Deciding to get more background information to apply to his UN practical experience, Philipp enrolled in economic and international affairs theory at Harvard University's Kennedy School, and two exciting years spent with inspiring personalities followed. From Karl Kaiser he learned that in foreign affairs perception is as important as fact; Joe Nye demanded personal opinion and the defense of it; and Larry Summers explained to him macroeconomics so that it actually made sense.
At the same time, Philipp participated in a disruptive innovation MIT Media Lab in which he tested a cloud where people can collaborate on projects – the digitization of the workplace being the natural progression after digitizing content (think Google and online magazines) and shopping (i.e. Amazon and eBay). Along with a Sloan School of Management G-Lab, which focused on emerging markets and strategies for companies to go global, these led naturally into his next venture – the founding of explorist Inc., a platform to create, share and manage projects from mobile devices.

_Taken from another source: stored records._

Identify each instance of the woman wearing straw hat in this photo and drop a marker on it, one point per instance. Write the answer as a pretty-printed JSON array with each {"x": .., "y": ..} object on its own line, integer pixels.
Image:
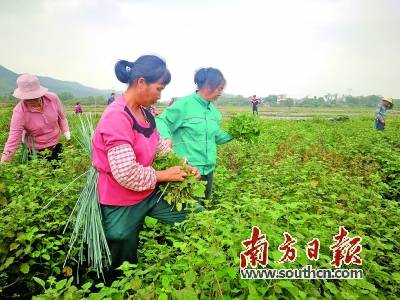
[
  {"x": 387, "y": 103},
  {"x": 39, "y": 117},
  {"x": 125, "y": 144},
  {"x": 194, "y": 124}
]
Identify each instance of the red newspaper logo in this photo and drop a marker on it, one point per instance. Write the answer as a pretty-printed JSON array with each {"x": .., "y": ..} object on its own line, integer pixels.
[
  {"x": 289, "y": 252},
  {"x": 346, "y": 249},
  {"x": 256, "y": 250},
  {"x": 313, "y": 249}
]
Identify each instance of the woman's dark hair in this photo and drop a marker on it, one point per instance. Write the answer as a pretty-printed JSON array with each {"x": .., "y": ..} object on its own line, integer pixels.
[
  {"x": 150, "y": 67},
  {"x": 209, "y": 77}
]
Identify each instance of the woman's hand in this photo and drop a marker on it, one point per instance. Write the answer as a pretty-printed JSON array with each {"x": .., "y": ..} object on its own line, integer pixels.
[
  {"x": 194, "y": 171},
  {"x": 171, "y": 174}
]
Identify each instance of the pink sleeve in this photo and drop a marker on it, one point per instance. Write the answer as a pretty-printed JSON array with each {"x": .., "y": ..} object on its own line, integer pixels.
[
  {"x": 14, "y": 137},
  {"x": 128, "y": 172},
  {"x": 113, "y": 129},
  {"x": 62, "y": 120},
  {"x": 163, "y": 146}
]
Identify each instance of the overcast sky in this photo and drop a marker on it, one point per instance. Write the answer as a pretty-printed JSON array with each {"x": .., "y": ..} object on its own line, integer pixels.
[{"x": 307, "y": 47}]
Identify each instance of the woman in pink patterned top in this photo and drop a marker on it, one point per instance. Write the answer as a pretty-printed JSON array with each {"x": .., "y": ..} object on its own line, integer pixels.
[
  {"x": 125, "y": 144},
  {"x": 38, "y": 116}
]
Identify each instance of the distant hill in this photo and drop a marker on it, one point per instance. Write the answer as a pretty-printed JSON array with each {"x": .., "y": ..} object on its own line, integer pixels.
[{"x": 8, "y": 83}]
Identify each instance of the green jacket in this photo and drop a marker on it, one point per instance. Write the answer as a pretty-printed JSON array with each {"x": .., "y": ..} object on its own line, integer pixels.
[{"x": 194, "y": 125}]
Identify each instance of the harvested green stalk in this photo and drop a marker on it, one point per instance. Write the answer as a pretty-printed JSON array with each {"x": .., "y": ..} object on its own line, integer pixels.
[
  {"x": 179, "y": 194},
  {"x": 88, "y": 229}
]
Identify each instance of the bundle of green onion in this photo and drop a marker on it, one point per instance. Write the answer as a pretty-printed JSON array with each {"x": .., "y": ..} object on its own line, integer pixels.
[
  {"x": 88, "y": 229},
  {"x": 179, "y": 194}
]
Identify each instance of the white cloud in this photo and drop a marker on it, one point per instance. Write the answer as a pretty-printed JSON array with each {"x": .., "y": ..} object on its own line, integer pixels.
[{"x": 263, "y": 47}]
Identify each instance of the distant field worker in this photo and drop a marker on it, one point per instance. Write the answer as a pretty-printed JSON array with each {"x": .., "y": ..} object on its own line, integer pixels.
[
  {"x": 171, "y": 101},
  {"x": 39, "y": 115},
  {"x": 255, "y": 102},
  {"x": 78, "y": 108},
  {"x": 193, "y": 123},
  {"x": 111, "y": 99},
  {"x": 125, "y": 144},
  {"x": 387, "y": 103}
]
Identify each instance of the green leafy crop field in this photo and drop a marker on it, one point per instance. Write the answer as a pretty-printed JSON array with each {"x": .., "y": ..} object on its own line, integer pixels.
[{"x": 305, "y": 177}]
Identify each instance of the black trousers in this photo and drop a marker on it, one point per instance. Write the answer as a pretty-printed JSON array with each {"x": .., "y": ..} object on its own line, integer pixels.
[{"x": 209, "y": 178}]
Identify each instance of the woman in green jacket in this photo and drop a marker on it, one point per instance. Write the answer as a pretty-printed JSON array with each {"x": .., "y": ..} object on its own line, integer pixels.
[{"x": 193, "y": 124}]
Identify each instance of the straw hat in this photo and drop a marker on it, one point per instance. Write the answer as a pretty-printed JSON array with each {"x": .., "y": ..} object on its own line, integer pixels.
[{"x": 28, "y": 87}]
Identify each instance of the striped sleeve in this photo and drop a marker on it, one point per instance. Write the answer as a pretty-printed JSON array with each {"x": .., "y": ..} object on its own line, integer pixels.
[{"x": 128, "y": 172}]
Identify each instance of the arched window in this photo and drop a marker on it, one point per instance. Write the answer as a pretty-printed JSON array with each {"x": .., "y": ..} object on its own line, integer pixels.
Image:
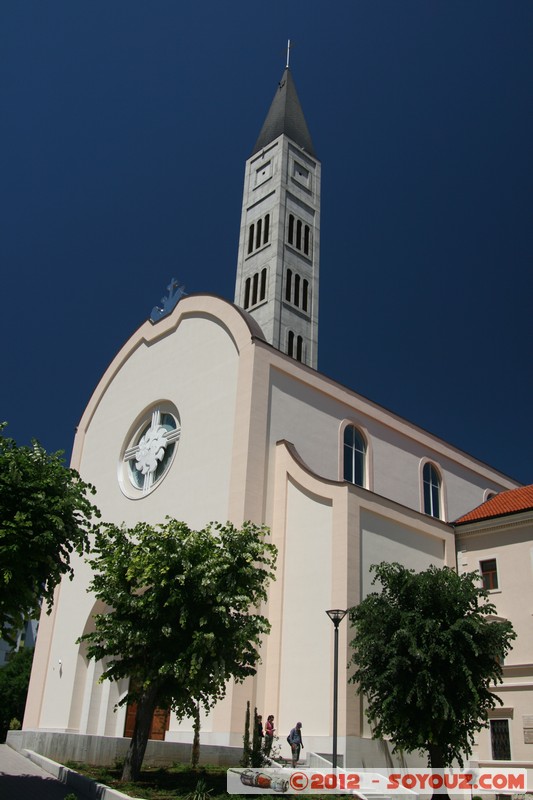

Grateful for the advice acquired from so many great minds, Philipp felt compelled to give something back. He joined New York's Big Brothers Big Sisters, where adults mentor children facing adversity. Their influence will hopefully change children's lives and futures for the better.
Philipp shares his professional expertise as well, by way of his involvement with the "German New York technology accelerator program". GNYA aims to create German global leaders in technology by exposing them to the US market. One of the firms GNYA brought over just won the New York Next Big Idea competition. It had previously been sponsored by LMU's EXIST program designed by Professor Dietmar Harhoff, who's work on entrepreneurship at LMU is something Philipp greatly admires. Philipp also remains connected with LMU through its alumni programs, German University Alliance events and "German Center for Research and Innovation" conferences that showcase scientists from LMU.
From peacekeeping to media to technology, the common thread throughout Philipp's career is in connecting and empowering people, an approach to life which often leads him to reflect on his former mentor and ponder, "What would Professor Simma do?"